不倫の証拠としては「肉体関係を証明できるもの」が必要です。法律上「不貞」と評価されるには配偶者と不倫相手の肉体関係が必要とされるからです。

以下のようなものを集めましょう。

  • 不倫現場が写っている動画や写真
  • LINEやメールのメッセージ
  • SNSやブログ記事、コメントなど
  • スケジュールデータや手帳
  • 交通ICカードの記録
  • 電話の通話記録
  • 浮気相手の自認書
  • 探偵の調査報告書

できるだけ直接的に肉体関係を証明できそうなものを集めるよう意識してください。

1-2.離婚を打診する

証拠を集めたら、相手に離婚を切り出しましょう。その際、不倫の事実を指摘して慰謝料の支払いも求めましょう。同時に不倫相手に対しても慰謝料請求できます。

1-3.協議する

相手と協議して離婚条件を決めます。慰謝料については基本的に相場の範囲で決定すると良いですが、相手が納得するならそれより高額にしてもかまいません。

1-4.合意書を作成して離婚届を提出する

協議が整ったら協議離婚合意書を作成しましょう。慰謝料を分割で払ってもらう場合などには必ず合意書を「離婚公正証書」にするようお勧めします。公正証書にしておけば、後に相手が不払いとなったときにすぐに差押えができて便利だからです。

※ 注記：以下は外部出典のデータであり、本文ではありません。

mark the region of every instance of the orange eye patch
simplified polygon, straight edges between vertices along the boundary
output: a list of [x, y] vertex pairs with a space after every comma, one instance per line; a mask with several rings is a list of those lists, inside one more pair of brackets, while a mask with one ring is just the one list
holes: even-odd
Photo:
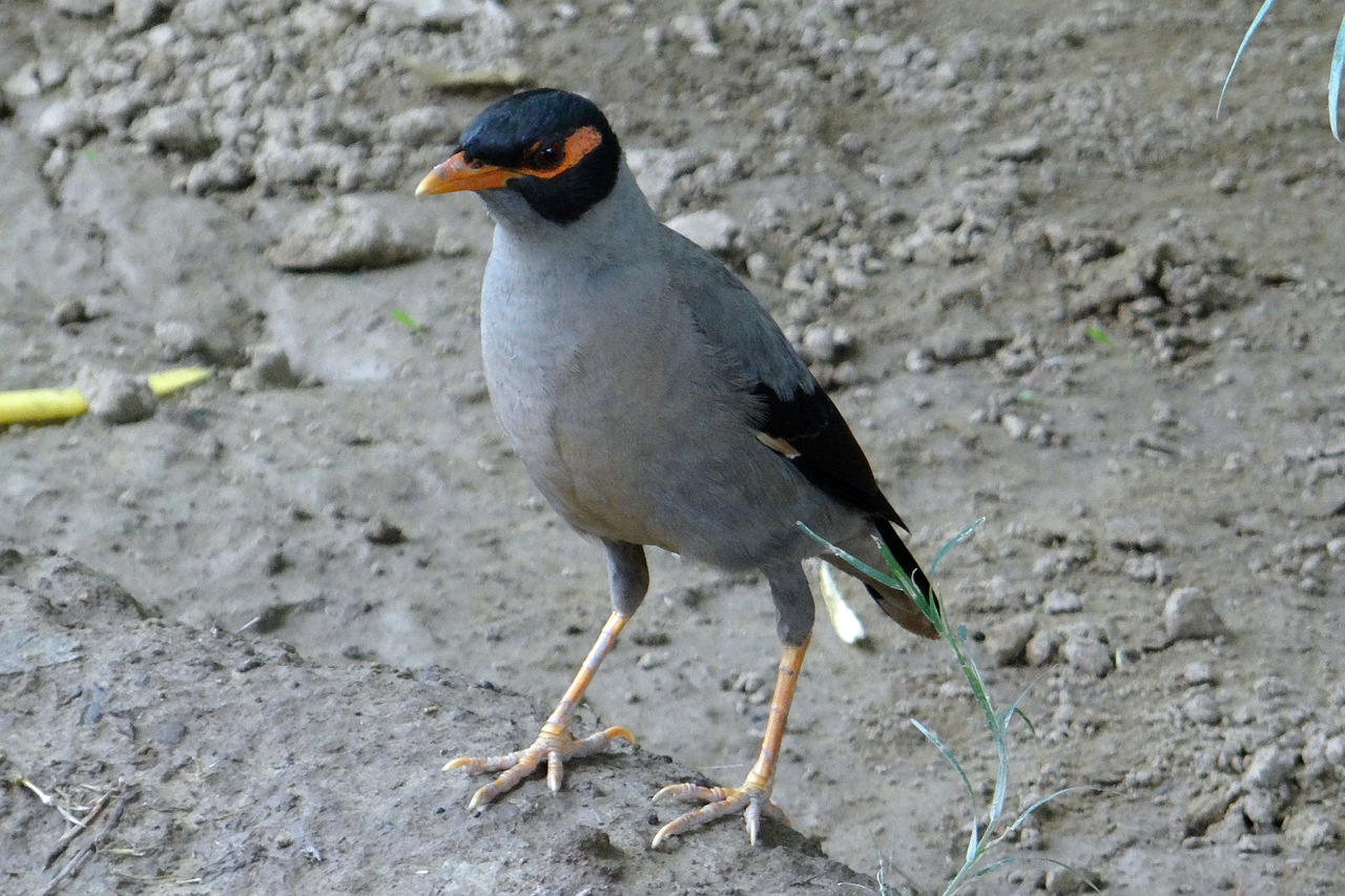
[[[530, 175], [533, 178], [543, 178], [543, 179], [550, 179], [557, 175], [562, 175], [574, 165], [577, 165], [580, 161], [582, 161], [584, 156], [597, 149], [599, 144], [601, 143], [603, 143], [603, 135], [597, 132], [597, 128], [593, 128], [590, 125], [584, 125], [582, 128], [580, 128], [578, 130], [576, 130], [574, 133], [572, 133], [569, 137], [565, 139], [565, 144], [560, 147], [561, 160], [558, 163], [550, 164], [545, 168], [525, 167], [519, 168], [518, 172]], [[542, 144], [537, 144], [533, 147], [533, 151], [538, 152], [546, 148], [549, 147], [542, 147]]]

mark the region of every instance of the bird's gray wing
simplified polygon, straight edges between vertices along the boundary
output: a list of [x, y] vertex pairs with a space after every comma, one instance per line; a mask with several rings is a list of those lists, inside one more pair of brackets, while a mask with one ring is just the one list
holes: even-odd
[[675, 287], [736, 374], [734, 387], [757, 400], [759, 417], [749, 422], [763, 444], [842, 505], [905, 529], [845, 417], [756, 296], [695, 244], [679, 241], [678, 249], [672, 269], [687, 281]]

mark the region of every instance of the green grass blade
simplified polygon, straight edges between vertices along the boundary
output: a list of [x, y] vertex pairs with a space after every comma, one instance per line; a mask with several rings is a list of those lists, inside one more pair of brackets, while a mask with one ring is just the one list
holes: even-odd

あとは離婚届けを役所に提出すると、離婚手続きが完了します。

1-5.離婚調停、訴訟を申し立てる

どうしても協議が整わない場合には家庭裁判所で離婚調停、それでも合意できない場合には離婚裁判を申し立てる必要があります。

2.未成年の子どもがいる場合

夫婦の間に未成年の子どもがいるなら、離婚の際に親権者を決めなければなりません。以下の手順で離婚を進めていきましょう。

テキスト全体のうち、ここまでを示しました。